CCCB: The Place of Dead Roads

It’s Thursday, so it must be time for some baking and an old book.

I decided on ginger nuts, and I wanted a recipe that would give me slightly soft cookies. So I went for one with syrup. Does that makes sense? I don’t know? Do I look like I know what I’m doing?

There’s an extraordinary amount of butter in this… 250g butter vs. 400g flour. Does that even make sense?

Melting the butter in the syrup… Look how delicious that looks! LOOK!

Eww.

Fold fold.

Yeah, that’s an appealing colour. I took one quarter of the dough and added liquorice powder, because I wanted to experiment. But no matter how much powder I mixed in, the dough tasted like… dough… So I may be giving myself a heart attack.

Most important of all, I got to use one of the attachments to my kitchen machine that I’ve had for a while but never found a use for: A spice grinder thingie. It works well, but it’s fiddly: The finest powder seems to migrate to underneath the rubber sealing ring, no matter how hard I fasten it…

Roll roll…

Bake…

Er… flattening…

Growing!

Totally flat!

Well, that was a bust. Not only did they flatten out way too much, but I burned them. I tasted a couple and they were… not very good. To the trash can.

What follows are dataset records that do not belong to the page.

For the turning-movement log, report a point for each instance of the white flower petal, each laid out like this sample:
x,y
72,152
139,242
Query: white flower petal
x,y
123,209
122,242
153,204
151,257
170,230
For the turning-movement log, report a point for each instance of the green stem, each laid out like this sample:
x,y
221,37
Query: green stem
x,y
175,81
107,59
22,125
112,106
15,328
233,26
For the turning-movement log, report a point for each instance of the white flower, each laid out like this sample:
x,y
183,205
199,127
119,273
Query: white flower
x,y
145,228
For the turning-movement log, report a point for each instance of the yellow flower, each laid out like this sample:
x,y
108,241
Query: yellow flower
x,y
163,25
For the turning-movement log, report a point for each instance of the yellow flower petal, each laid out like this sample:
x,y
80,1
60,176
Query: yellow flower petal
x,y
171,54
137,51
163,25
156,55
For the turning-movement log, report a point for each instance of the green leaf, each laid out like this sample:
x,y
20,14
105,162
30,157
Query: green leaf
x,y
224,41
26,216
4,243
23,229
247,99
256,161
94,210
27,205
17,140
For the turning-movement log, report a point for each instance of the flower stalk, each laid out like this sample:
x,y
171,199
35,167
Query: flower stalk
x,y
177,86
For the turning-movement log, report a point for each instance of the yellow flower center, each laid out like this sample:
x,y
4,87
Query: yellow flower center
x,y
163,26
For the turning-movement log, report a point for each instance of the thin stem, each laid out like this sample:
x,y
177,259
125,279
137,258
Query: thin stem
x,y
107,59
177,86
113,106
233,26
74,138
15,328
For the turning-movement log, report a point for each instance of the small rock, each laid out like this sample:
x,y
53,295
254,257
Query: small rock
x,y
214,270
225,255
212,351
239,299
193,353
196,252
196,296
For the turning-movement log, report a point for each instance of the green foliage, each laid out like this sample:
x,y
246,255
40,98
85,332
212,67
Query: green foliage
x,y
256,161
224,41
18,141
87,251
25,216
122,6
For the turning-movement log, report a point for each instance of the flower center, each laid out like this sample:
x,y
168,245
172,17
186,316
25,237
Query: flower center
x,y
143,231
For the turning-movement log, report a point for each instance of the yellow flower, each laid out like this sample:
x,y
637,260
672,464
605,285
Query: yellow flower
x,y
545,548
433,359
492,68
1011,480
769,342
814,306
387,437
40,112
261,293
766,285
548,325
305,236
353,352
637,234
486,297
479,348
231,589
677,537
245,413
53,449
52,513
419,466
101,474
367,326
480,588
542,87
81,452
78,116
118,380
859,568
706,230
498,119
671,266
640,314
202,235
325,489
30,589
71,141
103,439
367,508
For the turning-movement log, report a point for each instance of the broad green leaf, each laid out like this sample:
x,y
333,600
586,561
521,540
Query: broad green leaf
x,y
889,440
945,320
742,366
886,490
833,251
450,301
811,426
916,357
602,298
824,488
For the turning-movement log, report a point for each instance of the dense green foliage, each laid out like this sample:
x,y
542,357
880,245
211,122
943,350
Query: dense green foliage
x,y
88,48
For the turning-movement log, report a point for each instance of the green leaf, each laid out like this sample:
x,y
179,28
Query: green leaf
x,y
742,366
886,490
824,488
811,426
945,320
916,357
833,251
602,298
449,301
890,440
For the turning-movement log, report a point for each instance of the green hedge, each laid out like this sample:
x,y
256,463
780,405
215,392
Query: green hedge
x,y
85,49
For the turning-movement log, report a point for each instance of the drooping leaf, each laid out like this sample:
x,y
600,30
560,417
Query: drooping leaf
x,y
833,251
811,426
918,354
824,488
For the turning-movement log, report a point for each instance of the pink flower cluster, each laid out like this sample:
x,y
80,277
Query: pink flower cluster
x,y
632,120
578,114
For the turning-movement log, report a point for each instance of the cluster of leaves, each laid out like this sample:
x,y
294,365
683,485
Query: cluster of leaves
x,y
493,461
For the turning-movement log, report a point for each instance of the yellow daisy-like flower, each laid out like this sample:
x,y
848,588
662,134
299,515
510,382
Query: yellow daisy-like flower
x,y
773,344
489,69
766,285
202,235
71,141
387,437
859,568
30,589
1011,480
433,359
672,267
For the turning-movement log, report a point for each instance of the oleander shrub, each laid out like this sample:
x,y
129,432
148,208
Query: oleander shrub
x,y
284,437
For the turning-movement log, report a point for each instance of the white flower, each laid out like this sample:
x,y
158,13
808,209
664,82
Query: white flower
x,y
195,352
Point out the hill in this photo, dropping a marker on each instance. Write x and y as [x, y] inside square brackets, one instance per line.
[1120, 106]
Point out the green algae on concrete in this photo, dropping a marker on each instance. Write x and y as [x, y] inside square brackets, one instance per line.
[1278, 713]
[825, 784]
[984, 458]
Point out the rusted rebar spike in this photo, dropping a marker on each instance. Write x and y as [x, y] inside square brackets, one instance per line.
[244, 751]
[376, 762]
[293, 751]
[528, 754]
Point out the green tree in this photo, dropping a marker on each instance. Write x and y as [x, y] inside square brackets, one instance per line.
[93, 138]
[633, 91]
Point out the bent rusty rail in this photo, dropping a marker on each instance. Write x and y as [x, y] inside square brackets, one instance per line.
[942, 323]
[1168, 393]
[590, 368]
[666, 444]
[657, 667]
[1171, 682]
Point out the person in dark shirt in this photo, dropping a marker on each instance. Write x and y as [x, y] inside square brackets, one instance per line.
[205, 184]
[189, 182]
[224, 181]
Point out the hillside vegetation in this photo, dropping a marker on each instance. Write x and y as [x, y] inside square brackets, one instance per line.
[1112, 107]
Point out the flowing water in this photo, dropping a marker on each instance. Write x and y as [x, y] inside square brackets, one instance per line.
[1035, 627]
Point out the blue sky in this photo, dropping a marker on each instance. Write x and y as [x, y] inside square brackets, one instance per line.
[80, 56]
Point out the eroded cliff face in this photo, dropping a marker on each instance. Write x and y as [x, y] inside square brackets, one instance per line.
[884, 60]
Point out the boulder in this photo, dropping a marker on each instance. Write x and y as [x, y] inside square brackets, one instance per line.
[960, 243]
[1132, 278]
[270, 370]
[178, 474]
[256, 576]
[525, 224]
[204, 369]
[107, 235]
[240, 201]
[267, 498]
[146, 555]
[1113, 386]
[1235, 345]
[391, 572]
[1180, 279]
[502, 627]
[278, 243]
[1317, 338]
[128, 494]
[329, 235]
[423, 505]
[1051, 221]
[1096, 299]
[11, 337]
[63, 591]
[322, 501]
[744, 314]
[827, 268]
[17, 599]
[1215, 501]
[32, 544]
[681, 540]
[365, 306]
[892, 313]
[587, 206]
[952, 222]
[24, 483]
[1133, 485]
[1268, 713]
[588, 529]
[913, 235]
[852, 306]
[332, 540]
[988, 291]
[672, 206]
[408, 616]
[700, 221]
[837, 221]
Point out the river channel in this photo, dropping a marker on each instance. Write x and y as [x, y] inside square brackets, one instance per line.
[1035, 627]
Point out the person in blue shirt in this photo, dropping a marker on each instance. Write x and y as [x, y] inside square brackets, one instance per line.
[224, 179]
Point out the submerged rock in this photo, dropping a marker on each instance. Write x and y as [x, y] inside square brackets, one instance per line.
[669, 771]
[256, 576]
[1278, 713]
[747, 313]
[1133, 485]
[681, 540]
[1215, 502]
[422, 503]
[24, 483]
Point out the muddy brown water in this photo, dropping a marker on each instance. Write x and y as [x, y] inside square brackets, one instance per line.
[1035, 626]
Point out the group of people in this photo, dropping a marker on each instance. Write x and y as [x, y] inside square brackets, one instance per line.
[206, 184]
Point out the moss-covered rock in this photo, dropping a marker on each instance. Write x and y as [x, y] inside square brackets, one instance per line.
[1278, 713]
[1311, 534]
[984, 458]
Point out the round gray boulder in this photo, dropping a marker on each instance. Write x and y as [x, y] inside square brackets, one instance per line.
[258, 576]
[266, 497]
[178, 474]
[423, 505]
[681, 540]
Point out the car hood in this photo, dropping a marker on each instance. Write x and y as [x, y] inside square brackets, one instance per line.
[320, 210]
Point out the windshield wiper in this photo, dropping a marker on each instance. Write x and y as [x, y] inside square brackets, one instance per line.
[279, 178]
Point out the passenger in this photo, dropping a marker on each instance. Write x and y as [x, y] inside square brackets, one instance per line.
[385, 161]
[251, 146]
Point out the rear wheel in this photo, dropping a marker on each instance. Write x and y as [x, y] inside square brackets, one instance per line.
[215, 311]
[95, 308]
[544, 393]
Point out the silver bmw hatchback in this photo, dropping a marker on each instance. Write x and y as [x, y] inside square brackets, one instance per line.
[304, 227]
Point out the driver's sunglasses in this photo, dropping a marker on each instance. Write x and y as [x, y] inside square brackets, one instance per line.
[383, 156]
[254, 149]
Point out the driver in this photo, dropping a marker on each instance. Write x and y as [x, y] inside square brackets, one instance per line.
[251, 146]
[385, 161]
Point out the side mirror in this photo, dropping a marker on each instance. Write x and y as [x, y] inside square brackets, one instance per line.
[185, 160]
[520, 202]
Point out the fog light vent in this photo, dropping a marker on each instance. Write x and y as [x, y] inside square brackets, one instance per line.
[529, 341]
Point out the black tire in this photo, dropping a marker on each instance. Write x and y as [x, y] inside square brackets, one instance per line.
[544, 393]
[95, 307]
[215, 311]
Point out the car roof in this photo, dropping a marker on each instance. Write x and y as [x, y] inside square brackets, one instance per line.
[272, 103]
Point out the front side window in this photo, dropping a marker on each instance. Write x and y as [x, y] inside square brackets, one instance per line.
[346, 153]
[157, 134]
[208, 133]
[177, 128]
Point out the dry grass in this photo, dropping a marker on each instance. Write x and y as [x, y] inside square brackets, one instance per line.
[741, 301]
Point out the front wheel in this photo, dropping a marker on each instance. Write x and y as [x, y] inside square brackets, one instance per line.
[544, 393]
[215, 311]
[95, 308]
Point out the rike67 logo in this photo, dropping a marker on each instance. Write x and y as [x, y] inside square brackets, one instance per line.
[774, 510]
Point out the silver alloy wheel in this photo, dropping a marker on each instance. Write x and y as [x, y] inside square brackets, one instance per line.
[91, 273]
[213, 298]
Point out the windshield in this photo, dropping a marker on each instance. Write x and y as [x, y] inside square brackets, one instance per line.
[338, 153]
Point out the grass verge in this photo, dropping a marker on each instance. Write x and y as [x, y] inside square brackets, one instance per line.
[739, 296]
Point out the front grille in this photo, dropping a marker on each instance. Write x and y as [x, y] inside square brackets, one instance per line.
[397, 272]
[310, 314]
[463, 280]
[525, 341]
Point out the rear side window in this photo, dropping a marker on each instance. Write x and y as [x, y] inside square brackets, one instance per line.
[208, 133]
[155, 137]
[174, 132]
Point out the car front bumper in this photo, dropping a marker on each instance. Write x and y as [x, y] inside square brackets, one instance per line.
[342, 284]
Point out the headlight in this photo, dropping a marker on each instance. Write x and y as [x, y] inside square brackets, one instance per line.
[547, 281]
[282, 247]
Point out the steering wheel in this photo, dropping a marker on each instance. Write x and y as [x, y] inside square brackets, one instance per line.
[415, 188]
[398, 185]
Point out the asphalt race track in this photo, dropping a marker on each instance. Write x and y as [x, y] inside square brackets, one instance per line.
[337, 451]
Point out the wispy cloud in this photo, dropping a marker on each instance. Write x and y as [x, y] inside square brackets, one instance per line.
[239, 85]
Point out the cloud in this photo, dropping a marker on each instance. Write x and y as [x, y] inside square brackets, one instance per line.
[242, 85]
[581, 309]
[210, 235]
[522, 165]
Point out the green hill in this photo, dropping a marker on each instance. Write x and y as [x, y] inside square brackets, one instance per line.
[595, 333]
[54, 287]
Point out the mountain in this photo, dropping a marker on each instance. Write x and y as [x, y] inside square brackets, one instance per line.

I should perhaps add more flour? I don’t know? But the dough is super-hard and that doesn’t seem likely to happen, so…

Paper cups!

Now then!

Uhm…


Mushrooms!

And…. I undercooked them.

Next try!

Ok then!

And… they turn out to just not be very good. If I bake them X amount of time, they taste like dough, and if I bake them X+3 seconds, they get hard and greasy at the same time.

And the liquorice batch weren’t much better. I’d rate them…. almost edible?

That’s an awful recipe. Or I did something really really wrong.

I hope the book’s better!

It’s The Place of Dead Roads by William Burroughs.

I remember when I bought this: It was one of my first trips to London, in 1993. I went there with a friend to see a week-long series of concerts called The Thirteen Year Itch. It was a showcase for the British record label 4AD, and I was all agoggle.

I was in my early 20s and made my way to all the record shops and bookstores in London, I feel, and had a suitcase filled with goodies when I left. I remember… Sister Ray on Berwick Street? And several other record shops around that area. Sister Ray was mind-boggling. I remember buying a bunch of Angela Carter books at… Blue Moon Books?

And then I bought a bunch of inter-leck-tuals books at Foyle’s. Just the size of that place intimidated me. I remember getting… I think Thomas Pynchon’s Gravity’s Rainbow there at the same time? And a couple of Burroughs books because I had read Naked Lunch.

But I never read this book, because… I was kinda over Burroughs already, but bought it because it was something to buy. It’s not that I didn’t intend reading it, but you know.

It’s not quite what I expected slash dreaded. This is a book from 1983, and is much more subdued than Burroughs’ well-known 50s/60s work. It’s a fairly straight-forward narrative novel about a gay Western gunslinger, and has all of Burroughs’ ticks. It’s an entertaining read.

You gotta love these anti-dog rants. “… ingratiating, cop-loving …” There’s also long loving descriptions of all kinds of guns.

The narrative drops into dreams and fantasy without much preamble, so you gotta pay attention. It takes a while to get into the rhythms of any writer when starting a book, and that Burroughs takes a bit more time than most isn’t that surprising.

It’s written in third person most of the time, but Burroughs drops into “I” at particularly exciting points, and things get perhaps a bit more verbal? I thought that we were going to see Kim Carsons killed. Instead the bit after the colon is just a description of what reputation that punk was looking for.

But once I got into it, there’s so much fun stuff in here. Burroughs is funny and he writes exciting bits when he wants to. But, of course, he’s more into confounding the reader than telling gunslinger stories, which is fine.

Burroughs plays a bit with dialect, which is fun, but he also uses odd spellings in non-dialogue text. Or is “opponenet” just a typo? If so, there’s an awful lot of these, so perhaps it’s just bad proff-readding?

It’s all of Burroughs’ obsessions (guns and drugs and sex) quite condensed, but it’s a sometimes-exhilarating read. The bits about taking out mobsters and fashioning a new world were a lot of fun.

But then there’s the third part:

It’s a time slip thing, and we go forward to the present (i.e. 1984) through a series of not very developed scenarios, and then to Venus, and then we slip back again…

… and this part of the book was a bit of a slog for me.

But I was overall surprised at how enjoyable a read this was. Nine thumbs up. Makes up for those horrible cookies.

And I’ve got one more Burroughs to do in this blog series.